Sorted by type in Python

Question

Say I have a list of objects. Maybe its got some ints, some strings, and some floats. What I'd like to do is sort the list so that all ints are moved to the end of the list but no other types are touches, sort of like this...

for idx, el in enumerate(somelist):
    if el.__class__ is int:
        somelist.append(somelist.pop(idx))

My question is, is there a way to do this elegantly as a one-liner?

Answer 1

maybe this will be useful in another way:

>>> a=[4,'3','2', 6,7,4,'ssa']
>>> for i,j in groupby(sorted(a, key=lambda x: str(type(x))), type):
...     tuple(j)
...
(4, 6, 7, 4)
('3', '2', 'ssa')
>>>

Answer 2

isinstance(x,int) will be True or False so ints will get moved to the end:

l = [1.0,"foo",2,3,"bar"]
print(sorted(l, key=lambda x: isinstance(x,int)))
[1.0, 'foo', 'bar', 2, 3]

Answer 3

Boolean values are orderable in Python. And sorting is stable.
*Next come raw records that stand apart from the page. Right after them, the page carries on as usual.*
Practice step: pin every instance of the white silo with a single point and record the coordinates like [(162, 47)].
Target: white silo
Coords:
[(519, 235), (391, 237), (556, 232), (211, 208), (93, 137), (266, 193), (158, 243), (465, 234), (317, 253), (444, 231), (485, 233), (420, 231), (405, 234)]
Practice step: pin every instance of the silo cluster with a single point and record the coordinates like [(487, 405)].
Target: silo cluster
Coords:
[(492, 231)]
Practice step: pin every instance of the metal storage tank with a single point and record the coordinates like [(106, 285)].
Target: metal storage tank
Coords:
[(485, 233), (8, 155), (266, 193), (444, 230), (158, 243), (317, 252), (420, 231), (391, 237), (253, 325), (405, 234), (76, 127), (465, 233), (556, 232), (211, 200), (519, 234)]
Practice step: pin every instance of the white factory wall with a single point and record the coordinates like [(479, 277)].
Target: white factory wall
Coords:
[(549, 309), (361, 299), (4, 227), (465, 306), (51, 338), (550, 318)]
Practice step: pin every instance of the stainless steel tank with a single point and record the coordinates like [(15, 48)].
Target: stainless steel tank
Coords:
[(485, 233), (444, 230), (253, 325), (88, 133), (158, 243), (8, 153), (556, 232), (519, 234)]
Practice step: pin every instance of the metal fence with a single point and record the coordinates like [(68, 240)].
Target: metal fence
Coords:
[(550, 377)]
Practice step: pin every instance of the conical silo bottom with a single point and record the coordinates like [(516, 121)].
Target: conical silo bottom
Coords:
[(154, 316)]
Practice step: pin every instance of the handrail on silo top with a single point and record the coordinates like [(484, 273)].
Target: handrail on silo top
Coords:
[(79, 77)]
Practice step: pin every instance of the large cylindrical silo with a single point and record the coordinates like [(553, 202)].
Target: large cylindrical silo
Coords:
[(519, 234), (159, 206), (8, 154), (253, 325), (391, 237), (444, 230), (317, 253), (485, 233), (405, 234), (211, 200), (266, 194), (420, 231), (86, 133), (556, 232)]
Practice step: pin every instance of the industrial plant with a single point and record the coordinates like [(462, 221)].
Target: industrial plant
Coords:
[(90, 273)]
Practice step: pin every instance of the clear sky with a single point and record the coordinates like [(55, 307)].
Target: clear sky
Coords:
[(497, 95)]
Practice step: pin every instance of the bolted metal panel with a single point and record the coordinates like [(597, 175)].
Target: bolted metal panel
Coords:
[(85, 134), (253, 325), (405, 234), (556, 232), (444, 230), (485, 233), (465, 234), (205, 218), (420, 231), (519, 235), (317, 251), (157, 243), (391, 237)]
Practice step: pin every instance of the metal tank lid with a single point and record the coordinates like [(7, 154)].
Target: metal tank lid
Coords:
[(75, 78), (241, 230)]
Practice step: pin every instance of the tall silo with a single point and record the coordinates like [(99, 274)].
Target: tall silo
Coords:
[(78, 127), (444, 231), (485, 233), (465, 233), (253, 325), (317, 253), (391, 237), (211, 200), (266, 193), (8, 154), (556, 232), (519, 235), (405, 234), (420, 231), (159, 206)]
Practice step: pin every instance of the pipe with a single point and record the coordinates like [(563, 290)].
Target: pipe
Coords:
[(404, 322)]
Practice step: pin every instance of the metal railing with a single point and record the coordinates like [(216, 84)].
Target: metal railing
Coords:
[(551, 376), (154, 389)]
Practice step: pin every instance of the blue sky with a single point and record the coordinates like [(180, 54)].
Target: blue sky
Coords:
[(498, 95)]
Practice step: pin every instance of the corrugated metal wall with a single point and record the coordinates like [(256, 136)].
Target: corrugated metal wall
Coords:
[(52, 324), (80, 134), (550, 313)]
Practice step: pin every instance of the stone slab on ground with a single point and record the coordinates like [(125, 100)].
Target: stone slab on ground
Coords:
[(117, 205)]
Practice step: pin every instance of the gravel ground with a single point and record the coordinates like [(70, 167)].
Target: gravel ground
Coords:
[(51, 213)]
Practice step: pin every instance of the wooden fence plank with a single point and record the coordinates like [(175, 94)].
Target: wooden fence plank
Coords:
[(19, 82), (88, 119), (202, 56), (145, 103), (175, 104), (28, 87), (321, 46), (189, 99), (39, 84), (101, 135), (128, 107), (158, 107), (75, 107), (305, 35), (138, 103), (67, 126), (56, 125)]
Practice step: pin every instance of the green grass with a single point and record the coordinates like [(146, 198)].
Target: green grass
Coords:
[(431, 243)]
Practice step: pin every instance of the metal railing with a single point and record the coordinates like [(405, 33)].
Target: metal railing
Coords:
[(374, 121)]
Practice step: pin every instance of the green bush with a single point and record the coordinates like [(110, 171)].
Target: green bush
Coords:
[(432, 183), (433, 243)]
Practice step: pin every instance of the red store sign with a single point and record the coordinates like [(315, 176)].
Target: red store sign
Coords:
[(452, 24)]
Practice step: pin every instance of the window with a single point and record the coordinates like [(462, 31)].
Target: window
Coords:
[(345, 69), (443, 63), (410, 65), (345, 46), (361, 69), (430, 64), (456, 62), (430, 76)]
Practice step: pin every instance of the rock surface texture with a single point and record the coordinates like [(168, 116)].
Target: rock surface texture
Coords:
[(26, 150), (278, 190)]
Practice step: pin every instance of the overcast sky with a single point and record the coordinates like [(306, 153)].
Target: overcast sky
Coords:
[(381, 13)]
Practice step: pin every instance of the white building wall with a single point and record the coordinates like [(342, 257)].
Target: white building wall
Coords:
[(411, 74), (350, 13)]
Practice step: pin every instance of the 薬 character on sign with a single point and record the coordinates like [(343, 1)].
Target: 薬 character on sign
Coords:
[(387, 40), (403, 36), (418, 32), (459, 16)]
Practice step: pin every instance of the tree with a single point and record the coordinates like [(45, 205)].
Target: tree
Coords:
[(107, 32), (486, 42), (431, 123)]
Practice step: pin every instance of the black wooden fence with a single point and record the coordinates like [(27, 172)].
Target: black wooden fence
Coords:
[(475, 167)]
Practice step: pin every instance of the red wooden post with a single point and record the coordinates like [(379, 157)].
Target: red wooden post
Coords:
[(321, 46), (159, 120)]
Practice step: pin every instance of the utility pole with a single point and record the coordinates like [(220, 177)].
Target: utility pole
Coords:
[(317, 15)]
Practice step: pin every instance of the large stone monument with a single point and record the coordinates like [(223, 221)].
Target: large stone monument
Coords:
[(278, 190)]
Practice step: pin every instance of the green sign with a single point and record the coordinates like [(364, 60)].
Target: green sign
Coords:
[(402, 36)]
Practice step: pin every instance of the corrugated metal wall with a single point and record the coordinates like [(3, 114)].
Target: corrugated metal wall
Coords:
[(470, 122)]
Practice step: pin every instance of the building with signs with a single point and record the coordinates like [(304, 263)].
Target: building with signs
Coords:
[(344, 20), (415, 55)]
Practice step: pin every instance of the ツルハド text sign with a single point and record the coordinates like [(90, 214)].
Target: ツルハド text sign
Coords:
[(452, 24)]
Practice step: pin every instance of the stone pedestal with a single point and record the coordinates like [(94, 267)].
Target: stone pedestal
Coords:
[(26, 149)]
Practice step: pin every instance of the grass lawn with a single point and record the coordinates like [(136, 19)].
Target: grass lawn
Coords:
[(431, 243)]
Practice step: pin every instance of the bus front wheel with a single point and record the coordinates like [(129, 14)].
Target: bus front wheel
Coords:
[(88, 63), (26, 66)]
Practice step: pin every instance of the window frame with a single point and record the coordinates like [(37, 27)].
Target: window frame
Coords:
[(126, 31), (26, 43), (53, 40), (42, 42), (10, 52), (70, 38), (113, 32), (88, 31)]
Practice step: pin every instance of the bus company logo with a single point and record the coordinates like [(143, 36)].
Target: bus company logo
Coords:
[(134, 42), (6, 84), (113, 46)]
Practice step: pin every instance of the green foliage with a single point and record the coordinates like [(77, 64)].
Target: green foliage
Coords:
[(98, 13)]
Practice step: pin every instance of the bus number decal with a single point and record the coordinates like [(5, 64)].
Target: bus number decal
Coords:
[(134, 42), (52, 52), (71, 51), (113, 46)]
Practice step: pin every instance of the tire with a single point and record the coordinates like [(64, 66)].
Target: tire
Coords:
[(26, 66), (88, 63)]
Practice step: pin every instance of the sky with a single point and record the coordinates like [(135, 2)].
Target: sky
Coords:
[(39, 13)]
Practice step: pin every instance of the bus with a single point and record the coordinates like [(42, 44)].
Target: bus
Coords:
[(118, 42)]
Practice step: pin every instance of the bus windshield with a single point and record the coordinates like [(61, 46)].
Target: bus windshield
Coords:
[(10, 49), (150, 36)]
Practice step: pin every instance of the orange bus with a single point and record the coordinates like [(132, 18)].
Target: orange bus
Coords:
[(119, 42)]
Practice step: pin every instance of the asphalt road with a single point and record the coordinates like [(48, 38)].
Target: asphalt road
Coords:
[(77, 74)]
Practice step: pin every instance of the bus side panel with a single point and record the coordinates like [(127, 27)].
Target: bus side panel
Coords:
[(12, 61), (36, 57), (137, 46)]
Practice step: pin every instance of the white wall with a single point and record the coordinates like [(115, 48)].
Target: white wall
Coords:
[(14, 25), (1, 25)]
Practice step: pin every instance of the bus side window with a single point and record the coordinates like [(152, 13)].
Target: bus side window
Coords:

..., key=lambda x: isinstance(x, int), ...

Answer 4

If you don't care about doing it in place...

newlist = [i for i in somelist if not isinstance(x, int)] + [i for i in somelist if isinstance(x, int)]

Conveniently, since Python 2.2, sorts are stable, so you can also just do...

somelist.sort(key=lambda x: isinstance(x, int))

Note however that this does meant that any subclass of int will also be moved to the end of the list - if you don't want that, you'd want to change the condition to type(x) is int).